What happened to Bruno Dumont, once the filmmaker behind the serious, cold, observant, almost misery porn-like art house films like Humanity, The Life of Jesus, Flanders, Hadewijch, Hors Satan and Camille Claudel 1915? Maybe he has found his artistic “true self” helming the amusing, absurdist murder mystery / child’s crime comedy mini-series Li’l Quinquin to which Slack Bay is connected in style, theme and location. Maybe it is just a phase that would culminate with the musical about Joan of Ark as a child called Jeannettethat premiered in this year’s Cannes Directors Fortnight selection.
Slack Bay is a rare animal in modern, explanatory filmmaking: a mystery that completely reveals itself half an hour into the film, a comedy that is not all that funny (if it is funny at all), a love story that is not romantic, a farce about class and status in the manner of Monty Python absurdism meets the silent films of the era (the story is set in Belle epoque, before the World War I) and French physical comedy that relies heavily on gags and sound design full of squeaking, creaking and crackling noises. Let us just say it is not for everyone and it takes time to be absorbed.
First, we have three narrative lines in the story. The “mystery” one is carried by an obese police investigator Machin (Didier Després) and his skinny, ginger-haired buddy / lackey Malfoux (Cyril Rigaux). They wear matching Laurel and Hardy uniforms and are investigating the case of several tourists gone missing from beaches of the titular bay on French northern coast.
Then we have the family of inbred aristocrats van Peteghems that seem to have trouble to tie their own shoes that have a ridiculous summer house on the top of the hill overlooking the bay. The father André (Fabrice Luchini) is a hunchback marveling at the beauty of the nature and the progress of the modern, industrialized world. His cousin/wife Isabelle (Valeria Bruni Tedeschi) is hardly able to stand on her feet, but keen to yell at the poor servant girl and at the children.
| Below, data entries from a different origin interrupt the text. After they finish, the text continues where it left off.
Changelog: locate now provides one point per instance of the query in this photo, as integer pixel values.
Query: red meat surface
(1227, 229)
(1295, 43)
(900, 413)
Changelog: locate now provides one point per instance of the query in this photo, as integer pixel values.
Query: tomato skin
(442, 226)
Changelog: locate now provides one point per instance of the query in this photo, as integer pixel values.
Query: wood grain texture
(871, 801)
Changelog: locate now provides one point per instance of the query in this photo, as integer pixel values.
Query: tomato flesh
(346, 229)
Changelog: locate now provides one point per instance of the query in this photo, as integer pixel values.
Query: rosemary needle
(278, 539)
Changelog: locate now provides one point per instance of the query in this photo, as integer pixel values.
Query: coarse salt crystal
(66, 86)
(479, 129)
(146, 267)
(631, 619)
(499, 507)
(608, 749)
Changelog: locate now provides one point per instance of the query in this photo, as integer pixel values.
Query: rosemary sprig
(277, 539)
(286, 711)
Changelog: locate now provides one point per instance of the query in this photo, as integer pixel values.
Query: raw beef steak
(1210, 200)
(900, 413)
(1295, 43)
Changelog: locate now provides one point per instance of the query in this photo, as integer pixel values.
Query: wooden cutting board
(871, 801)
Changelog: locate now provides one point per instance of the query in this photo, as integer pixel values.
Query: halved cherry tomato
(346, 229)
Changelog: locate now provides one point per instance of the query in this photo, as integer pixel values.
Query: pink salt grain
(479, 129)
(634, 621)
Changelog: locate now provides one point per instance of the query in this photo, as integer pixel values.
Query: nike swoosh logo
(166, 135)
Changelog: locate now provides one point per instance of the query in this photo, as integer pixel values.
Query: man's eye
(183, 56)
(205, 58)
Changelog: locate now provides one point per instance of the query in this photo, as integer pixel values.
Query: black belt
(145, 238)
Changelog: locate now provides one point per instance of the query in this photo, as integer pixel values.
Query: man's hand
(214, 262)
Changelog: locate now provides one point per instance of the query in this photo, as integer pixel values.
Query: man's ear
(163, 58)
There is also the “funny” uncle Christian (Jean-Luc Vincent) prone to getting lost in various places and talking the deep-sounding nonsense in both English and French. And the operatic aunt Aude (Juliette Binoche) is a real piece of work, like Florence Foster Jenkins even less aware of the lack of a talent and with some strange religious ideas. The kids seem uninterested in anything but running wild on the beaches. And, in the end, there is Billie (a newcomer Raph), André’s gender-bending niece who exchanges the whigs, trousers and dresses so often so it is a mystery is it a girl that occasionally dresses as a boy or the other way round.
Finally, the Bruforts, family of “have-nots” also lives in the bay. They are mussel-gatherers led by the patriarch nicknamed Eternal (non-professional Thierry Lavieville) with a lot of mischievous kids in matching bluish rags whose names sound like random nicknames. Eternal who got his name for saving over a hundred people from drowning and his eldest son, the titular (in the original French title) Ma Loute (Thierry’s son Brandon), provide the services of crossing the bay for tourists. Sometimes they carry them in their own arms, sometimes they use a boat, sometimes they kill them to provide supper for the whole family. Often angry Ma Loute will fall hard for Billie in the fashion of forbidden romances...
The problem with Slack Bayis the fact that it goes nowhere fast. It is clear that Dumont is more interested in his characters than in a story of any kind, so the film looks like a series of one-note sketches stretching for too long. The real bummer with all that is that even the characters are not being developed, but exist as the same broad stereotypes and cartoons from the very beginning. Even the most normal and humane ones do, like Billie and Ma Loute whose attempt of romance, conceived as the emotional core of the film.
Which leads us to another major issue: Slack Bay has no center or anchor of any kind. The audience gets to know the villain in the investigation just under the investigators’ noses and can presume the unsuccessful outcome of it all. The love story is so basic and does not generate any kind of conflict between two self-absorbed families. Aristocratic morons, state buffoons and the angry peasants who hate the former two so much they would literally eat them serve well as a metaphor of class warfare going wild and as a potent punchline, but it is still not enough to wrap the whole film around it.
Still, there are some pleasures to be found in Slack Bay. First and foremost, French A-list actors play complete idiots with gusto and bravado, and that is fun to watch. Dumontalso scores some broad laughs with his peculiar sense of humour. And the cinematographer Guillaume Deffontaines is nothing short of a miracle worker for occasionally turning the muddy swamp landscape into an insanely photogenic one, highlighting the contrast between the nature and the humans it supports.
Slack Bay is a well-done, glorified trash movie and it is obviously Dumont’s deliberate decision. Does it work? It is hard to say, some of the time, yes, but all the time, not really.